Mr. Riegler said he hopes the EU removes the last restriction so the bank can more flexibly boost revenue, especially from its London operation, which has roughly €4 billion in assets. BayernLB also hopes eventually to rebuild its once-profitable U.S. commercial real-estate operations, which it was forced to exit, and resume work for non-German corporations.
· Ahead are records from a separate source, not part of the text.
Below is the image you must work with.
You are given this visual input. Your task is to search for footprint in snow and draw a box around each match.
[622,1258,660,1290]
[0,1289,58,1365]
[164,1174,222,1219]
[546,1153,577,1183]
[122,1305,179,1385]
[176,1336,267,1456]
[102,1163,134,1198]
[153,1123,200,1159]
The bank is one of Germany’s largest real-estate lenders, with €44 billion in loans.

BayernLB’s planned expansion comes as top German financial regulators worry the European Central Bank’s policy of holding interest rates near zero could spur excessively risky lending and create an asset bubble.

Analysts say going abroad is a must for banks to keep Germany’s army of small and midsize export champions, known as Mittelstand, as clients. ”There is a fierce fight between banks over serving Germany’s Mittelstand,” consultants from Bain & Co. said in a recent note, adding those clients expect banks to have offices in emerging markets and know-how of local trade-financing rules.

Rivals including Landesbank Baden-Württemberg, or LBBW, and Helaba from the state of Hesse, which includes Germany’s financial capital, Frankfurt, are tiptoeing back abroad as well.

The planned expansions are tentative partly because landesbanks have such a checkered past. In 1998, a year into the Asian financial crisis, landesbanks had cut their credit exposure to the region by only 10%, compared with a 33% reduction by listed and privately held German rivals, according to a 2004 report by Germany’s central bank. BayernLB lost more than $750 million in the crisis.

During the 1998 financial crisis in Russia, landesbanks increased their exposure to the country while listed German banks retreated. The regional banks were battered again a decade later in the U.S. housing crisis, when many plunged into an already inflated market. Hans Werner Sinn, president of German think tank the Ifo Institute, said during the crisis that government guarantees artificially inflated landesbanks’ appetite for risk.

LBBW in 2009 received roughly €5 billion from its regional government in Baden-Wurtemburg, plus €12.7 billion in guarantees for toxic assets because of big losses on its exposure to U.S. subprime mortgages and to Iceland, whose biggest banks defaulted in the financial crisis.

This year, LBBW said that it opened representative offices in Istanbul and Tashkent to “accompany clients into emerging markets.”

Helaba, a rare landesbank to have survived the financial crisis relatively unscathed, this month said that it would open offices in Istanbul, São Paulo and Stockholm this year to strengthen export-financing activities for Germany’s midsize firms.

—Madeleine Nissen contributed to this article.